They were only words, of course, but all negotiations must begin with words, and they were words of some significance, not least because they were Arabic. "We strongly condemn violent operations that target Israeli citizens, especially the last operation in Jerusalem," read the English translation. They were the kind of words the president of the Palestinian Authority has been reluctant to utter in recent months, as, one after another, members of the al-Aqsa Martyrs Brigade, affiliated to his own Fatah faction, have blown themselves up, taking the lives of many Israeli citizens with them.

Beyond the meaning of the words themselves, another hopeful sign is that they were produced under pressure from the US. The statement showed that US engagement in the crisis can push at least one of the parties where he did not want to be pushed. The pessimistic side of the same sign is that the statement exposed, yet again, Mr Arafat's weakness. Not merely that he is in a weak position but that he is a weak leader. The response of much Palestinian and wider Arab opinion was that Mr Arafat had yielded unnecessarily to partisan US pressure, which had failed to insist on equal concessions from Israel. He should have refused to see Mr Powell until the Israeli invasion had been reversed, according to commentators in Saudi Arabian, Jordanian and Syrian papers.

If only Mr Arafat had issued the statement immediately after the Jerusalem attack, in which six Israelis died. That can be added to the many, many if-onlys of the present tragedy. If only Mr Arafat had been clear in denouncing terrorism throughout. If only he had done something about it. If only he had been able to. If only there had been an alternative to Mr Sharon in last February's Israeli elections, someone who was as convincingly hard-line yet had some kind of end-point in mind...

There are two fixed points that offer the hope of an ultimate settlement, from which all parties have been retreating but which act as some kind of restraint against the situation descending into utter desolation.

One is that the shape of an eventual settlement is hardly in dispute.
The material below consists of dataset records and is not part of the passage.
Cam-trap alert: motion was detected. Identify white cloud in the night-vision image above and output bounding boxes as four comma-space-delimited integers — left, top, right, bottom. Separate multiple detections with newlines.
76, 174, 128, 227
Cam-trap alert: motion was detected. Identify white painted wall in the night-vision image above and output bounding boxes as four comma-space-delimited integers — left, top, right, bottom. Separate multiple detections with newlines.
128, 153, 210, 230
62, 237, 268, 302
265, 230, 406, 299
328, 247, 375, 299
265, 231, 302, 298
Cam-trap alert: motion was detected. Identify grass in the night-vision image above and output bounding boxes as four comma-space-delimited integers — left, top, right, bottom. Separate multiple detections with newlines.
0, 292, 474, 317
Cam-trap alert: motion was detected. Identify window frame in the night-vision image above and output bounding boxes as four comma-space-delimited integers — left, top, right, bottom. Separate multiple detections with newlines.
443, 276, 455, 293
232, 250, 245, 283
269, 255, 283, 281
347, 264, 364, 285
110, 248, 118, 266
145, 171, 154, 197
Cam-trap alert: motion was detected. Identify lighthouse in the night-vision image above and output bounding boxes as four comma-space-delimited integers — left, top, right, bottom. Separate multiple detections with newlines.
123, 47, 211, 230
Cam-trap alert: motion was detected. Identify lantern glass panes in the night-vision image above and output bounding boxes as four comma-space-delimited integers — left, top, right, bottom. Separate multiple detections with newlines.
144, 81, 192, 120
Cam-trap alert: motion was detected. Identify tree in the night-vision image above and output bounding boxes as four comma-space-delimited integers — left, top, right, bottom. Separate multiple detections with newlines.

The Saudi peace plan and the German plan likely to be endorsed by European Union foreign ministers today are all versions with minor variations of the schemes discussed at Camp David and Taba. There should be an Israeli state and a Palestinian state in the Holy Land, their security guaranteed by each other and the international community. While the Israeli government felt justified in acting against Palestinian terrorism when Mr Arafat did not, even Mr Sharon must recognise that there must be a political solution, which cannot be imposed by force.

The other fixed point is that the US has to be engaged in the process. It is true that President Bush has not been even-handed, not least in his attitude to United Nations resolutions against Iraq and Israel. But he has now demanded Israel's withdrawal from Palestinian territories.

It will be as difficult to get Mr Sharon to do that as it will be to get Mr Arafat to act on his own words. Mr Powell can only persevere. At least he is trying.